Outstanding finance on a car

Here's how to make sure a car you want doesn’t have outstanding finance, and what to do if your car still has finance outstanding on it

By Matt Rigby Sept 24, 2021

Finance is often a convenient and flexible way to pay for a car, but it does mean that you don’t own the car until that finance has been paid off. As a result, with most forms of car financing (such as Personal Contract Purchase (PCP) and Hire Purchase deals) it's not possible to sell a car until the finance is paid off - as it's not yours at that stage.

However, cars may still be sold with outstanding finance by unscrupulous vendors. This is despite the fact that it is illegal to knowingly sell on a vehicle with outstanding finance against it, without informing the buyer.

There are some simple ways to protect yourself, though. These include vehicle history checks from providers like the AA RAC and HPI, or by purchasing from reputable vendors or via classified portals (such as BuyaCar) which guarantee that all the cars they sell are free from outstanding finance. In this article, we’ll explain in more detail how to spot a car with outstanding finance. We’ll also explain what you can do if you do end up buying a car with finance remaining on it.

Having outstanding finance on your own car can also make it a little tricky to move on if you want to change cars. There are, however, ways around this if you need (or simply want) to change cars. So we’ll also cover how you can legally sell or trade in a car with outstanding finance on it.

How to avoid buying a car with outstanding finance on it

The safest way to be sure that a car is free from outstanding finance is to get a vehicle history check. This is especially the case if you are buying the car privately.

The most recognised brand for these is HPI, which pioneered car data checks decades ago and whose brand name has become the generic term for any vehicle history checks. However, there is a wide selection of companies out there that also provide vehicle data/history checks. These include the AA and RAC, Vcheck and Cazana, among others.

Although the precise services you can get will vary - as will their costs - a vehicle data check will generally also tell you if a car has been categorised as a write-off, been stolen, or has had its number plate changed.

If you don’t want to pay for a separate HPI/vehicle history check, then another way to ensure you’re choosing a finance-free car is to buy from a dealer or via an online platform, such as BuyaCar, which guarantees that none of the cars it sells have outstanding finance connected with them.

It is also important to note that, should you find that a car you’re thinking of buying has outstanding finance, then you should not buy it - as the car could potentially claimed by the person or company that owns it.

What to do if you have bought a car with outstanding finance on it

If you discover that you’ve bought a car with outstanding finance remaining, then you could technically owe the original finance company whatever balance remains on that car. This is because the registered keeper is generally expected to keep up with monthly finance payments.

However, provided that you had no idea there was still finance on the car, you do still have the right to keep it. This concept is known as having a ‘good title’ to the car. Unfortunately, the finance company that is still owed money on the car may still contact you for payment or even to recover the car.

In these instances, it’s important to enter into an honest and open dialogue with the finance company and share as much information as possible with them. If they still persist in attempting to recover money from you - or the car itself - then you should contact the Financial Ombudsman and Citizens Advice.

What to do if you want to sell a car that still has outstanding finance

If you want to sell a car that still has finance on it, you must first get in touch with your lender and request what’s called a settlement figure. This is the amount of finance outstanding on the car.

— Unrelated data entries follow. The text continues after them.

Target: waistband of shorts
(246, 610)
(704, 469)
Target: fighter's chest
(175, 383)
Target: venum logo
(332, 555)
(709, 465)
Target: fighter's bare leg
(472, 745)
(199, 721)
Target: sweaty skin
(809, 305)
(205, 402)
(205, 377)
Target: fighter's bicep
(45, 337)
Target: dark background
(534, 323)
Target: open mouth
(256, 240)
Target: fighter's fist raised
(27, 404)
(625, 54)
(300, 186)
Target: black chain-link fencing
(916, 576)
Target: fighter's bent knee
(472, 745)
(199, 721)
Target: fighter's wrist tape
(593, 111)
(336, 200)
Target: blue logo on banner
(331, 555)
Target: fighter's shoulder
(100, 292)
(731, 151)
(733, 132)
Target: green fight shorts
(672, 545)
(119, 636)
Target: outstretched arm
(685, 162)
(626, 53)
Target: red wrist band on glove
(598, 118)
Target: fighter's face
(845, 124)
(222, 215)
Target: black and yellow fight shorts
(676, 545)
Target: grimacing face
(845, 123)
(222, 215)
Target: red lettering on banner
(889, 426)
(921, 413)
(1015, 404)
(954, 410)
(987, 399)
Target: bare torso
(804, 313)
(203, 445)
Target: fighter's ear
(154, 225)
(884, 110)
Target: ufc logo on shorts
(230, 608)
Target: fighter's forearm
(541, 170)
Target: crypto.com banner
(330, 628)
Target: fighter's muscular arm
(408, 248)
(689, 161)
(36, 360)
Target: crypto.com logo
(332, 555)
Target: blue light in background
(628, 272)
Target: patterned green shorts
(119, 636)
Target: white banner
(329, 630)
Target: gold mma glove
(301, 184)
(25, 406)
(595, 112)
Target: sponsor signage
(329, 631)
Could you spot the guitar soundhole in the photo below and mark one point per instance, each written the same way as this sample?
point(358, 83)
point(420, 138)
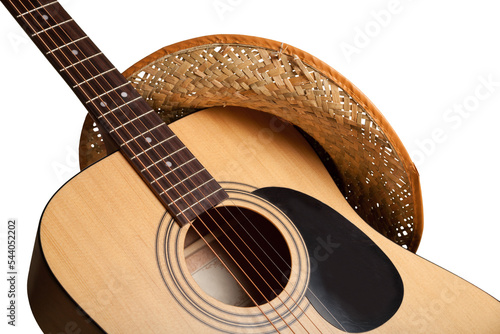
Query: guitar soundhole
point(255, 255)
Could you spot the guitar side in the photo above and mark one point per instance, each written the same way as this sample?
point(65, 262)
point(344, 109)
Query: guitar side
point(99, 232)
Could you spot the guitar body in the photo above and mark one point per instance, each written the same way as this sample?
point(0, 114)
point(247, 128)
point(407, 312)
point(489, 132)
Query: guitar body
point(109, 258)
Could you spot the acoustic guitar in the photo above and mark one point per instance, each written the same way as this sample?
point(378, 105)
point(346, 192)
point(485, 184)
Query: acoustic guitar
point(159, 238)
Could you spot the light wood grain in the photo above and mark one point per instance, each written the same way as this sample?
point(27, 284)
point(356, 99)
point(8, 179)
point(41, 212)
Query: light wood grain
point(99, 233)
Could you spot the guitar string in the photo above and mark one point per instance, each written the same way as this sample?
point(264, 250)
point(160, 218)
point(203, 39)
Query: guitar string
point(234, 231)
point(14, 6)
point(133, 152)
point(209, 214)
point(231, 226)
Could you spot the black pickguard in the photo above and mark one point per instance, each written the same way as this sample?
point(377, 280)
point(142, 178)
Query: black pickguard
point(352, 281)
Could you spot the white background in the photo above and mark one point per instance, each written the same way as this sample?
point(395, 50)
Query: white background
point(414, 64)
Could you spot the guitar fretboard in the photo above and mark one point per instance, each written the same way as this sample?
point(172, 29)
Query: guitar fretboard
point(178, 179)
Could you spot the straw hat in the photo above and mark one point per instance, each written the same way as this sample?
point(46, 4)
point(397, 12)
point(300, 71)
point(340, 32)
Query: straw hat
point(370, 164)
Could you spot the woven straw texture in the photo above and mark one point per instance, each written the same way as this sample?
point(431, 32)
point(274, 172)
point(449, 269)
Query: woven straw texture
point(372, 168)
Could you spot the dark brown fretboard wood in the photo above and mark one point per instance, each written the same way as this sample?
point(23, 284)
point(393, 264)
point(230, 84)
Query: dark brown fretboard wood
point(178, 179)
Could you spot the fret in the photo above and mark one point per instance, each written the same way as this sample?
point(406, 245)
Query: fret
point(155, 145)
point(94, 85)
point(140, 135)
point(191, 191)
point(181, 181)
point(51, 27)
point(155, 152)
point(67, 44)
point(132, 120)
point(119, 107)
point(94, 77)
point(134, 128)
point(200, 201)
point(159, 171)
point(107, 93)
point(173, 169)
point(38, 8)
point(80, 61)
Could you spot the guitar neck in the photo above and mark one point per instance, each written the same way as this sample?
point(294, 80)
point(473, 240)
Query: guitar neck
point(178, 179)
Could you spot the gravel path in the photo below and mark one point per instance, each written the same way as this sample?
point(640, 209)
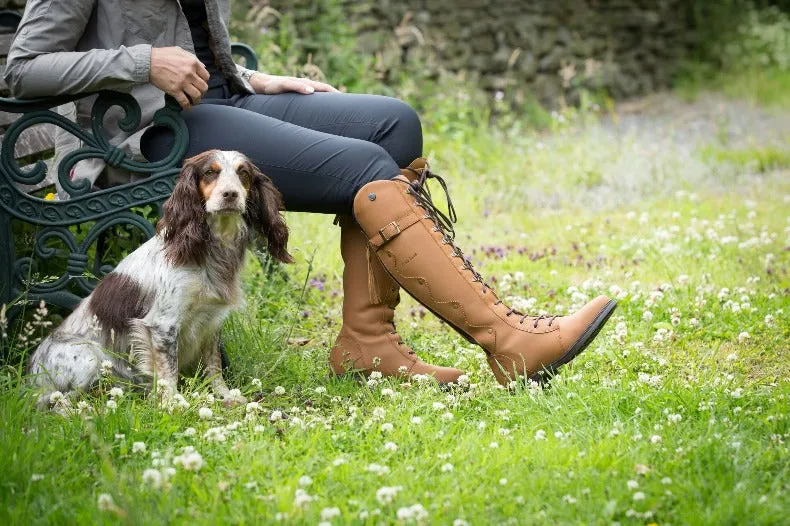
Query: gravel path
point(652, 147)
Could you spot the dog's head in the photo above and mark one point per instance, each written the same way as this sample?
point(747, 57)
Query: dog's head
point(221, 195)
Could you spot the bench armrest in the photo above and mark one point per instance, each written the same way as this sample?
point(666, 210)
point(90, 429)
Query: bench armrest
point(83, 204)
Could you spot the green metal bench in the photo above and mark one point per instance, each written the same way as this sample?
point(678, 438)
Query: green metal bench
point(35, 231)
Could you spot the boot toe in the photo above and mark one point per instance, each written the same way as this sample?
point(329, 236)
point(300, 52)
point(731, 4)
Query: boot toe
point(587, 319)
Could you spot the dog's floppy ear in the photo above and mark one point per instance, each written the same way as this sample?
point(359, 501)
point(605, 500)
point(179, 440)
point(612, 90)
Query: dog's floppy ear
point(183, 222)
point(263, 214)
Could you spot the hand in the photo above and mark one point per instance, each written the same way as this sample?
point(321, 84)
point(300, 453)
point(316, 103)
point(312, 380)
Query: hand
point(272, 84)
point(179, 74)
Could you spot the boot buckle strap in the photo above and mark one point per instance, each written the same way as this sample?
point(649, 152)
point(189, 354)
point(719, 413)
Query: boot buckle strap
point(392, 230)
point(389, 231)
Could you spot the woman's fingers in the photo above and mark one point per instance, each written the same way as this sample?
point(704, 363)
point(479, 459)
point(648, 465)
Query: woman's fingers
point(182, 100)
point(193, 93)
point(200, 85)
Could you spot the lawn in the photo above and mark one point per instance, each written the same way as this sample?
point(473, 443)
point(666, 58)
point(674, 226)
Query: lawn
point(677, 414)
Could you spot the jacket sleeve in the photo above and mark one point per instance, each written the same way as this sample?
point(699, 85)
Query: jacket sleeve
point(43, 62)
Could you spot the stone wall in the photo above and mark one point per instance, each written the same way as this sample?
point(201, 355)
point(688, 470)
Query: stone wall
point(547, 47)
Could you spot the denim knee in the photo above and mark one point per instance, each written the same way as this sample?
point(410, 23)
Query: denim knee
point(403, 136)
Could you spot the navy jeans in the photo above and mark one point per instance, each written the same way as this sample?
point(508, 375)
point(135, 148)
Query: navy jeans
point(318, 149)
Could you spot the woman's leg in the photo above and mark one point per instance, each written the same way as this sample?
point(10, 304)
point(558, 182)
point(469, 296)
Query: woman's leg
point(321, 172)
point(386, 121)
point(315, 171)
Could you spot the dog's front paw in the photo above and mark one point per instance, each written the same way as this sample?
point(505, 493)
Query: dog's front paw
point(233, 398)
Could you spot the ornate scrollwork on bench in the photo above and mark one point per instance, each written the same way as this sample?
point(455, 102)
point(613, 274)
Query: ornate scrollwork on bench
point(97, 211)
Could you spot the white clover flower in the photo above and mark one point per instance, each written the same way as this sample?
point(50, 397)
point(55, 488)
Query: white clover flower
point(189, 459)
point(415, 512)
point(104, 502)
point(106, 368)
point(152, 478)
point(215, 434)
point(385, 495)
point(327, 514)
point(378, 469)
point(188, 432)
point(302, 499)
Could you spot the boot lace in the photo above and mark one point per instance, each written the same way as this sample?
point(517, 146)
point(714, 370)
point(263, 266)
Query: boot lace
point(400, 340)
point(443, 223)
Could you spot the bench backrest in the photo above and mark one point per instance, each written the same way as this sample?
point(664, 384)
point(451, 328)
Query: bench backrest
point(39, 141)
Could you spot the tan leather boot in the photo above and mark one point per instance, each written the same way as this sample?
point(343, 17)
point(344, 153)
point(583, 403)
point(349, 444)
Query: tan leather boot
point(414, 241)
point(368, 340)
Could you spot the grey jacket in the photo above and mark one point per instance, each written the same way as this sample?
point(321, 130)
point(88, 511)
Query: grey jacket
point(76, 46)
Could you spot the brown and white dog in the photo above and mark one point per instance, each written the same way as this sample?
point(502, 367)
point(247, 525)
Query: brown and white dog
point(160, 311)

Remember, too, that a settlement figure will only last for a certain amount of time, as you’ll still be making regular payments until you’ve sold your car. So if it’s taking a little while to sell your car then you’ll need to obtain a new settlement figure.

If the amount you can get for the car covers the settlement figure, plus any early repayment or administration charges imposed by the lender, then you’re good to go - provided you have the permission of the lender, as they own the car.

Often a car will be worth less than the overall settlement figure - especially towards the start of a finance contract or in the case of PCP finance, where you pay off the finance balance more slowly than with Hire Purchase. In cases like this, you will need to make up the difference between the car's current value and the remaining finance balance - out of savings, or potentially with a loan to cover the difference.

This situation is known as being in negative equity - as you owe more on the car than it's curently worth - and is more likely to happen early on in a finance agreement, where the vehicle is losing value at its fastest rate and you're yet to pay off much of the finance.

How to part-exchange a car with outstanding finance on it

If you want to trade in a car with outstanding finance on it, the same basic principles apply as if you sell. The difference is that this is a slightly easier route to go down as a trader or dealership can do much of the legwork on your behalf, such as talking to your finance provider and obtaining the settlement figure.

If your car is worth more than the settlement figure, then any excess value in the car (also known as equity) can be used as a deposit towards your next car, which will reduce the monthly payments on the new vehicle. The more equity you have, the more you can reduce payments on your next have. It's the opposite story with negative equity - the greater any negative equity, the greater the additional cost of rolling this into your next finance contract.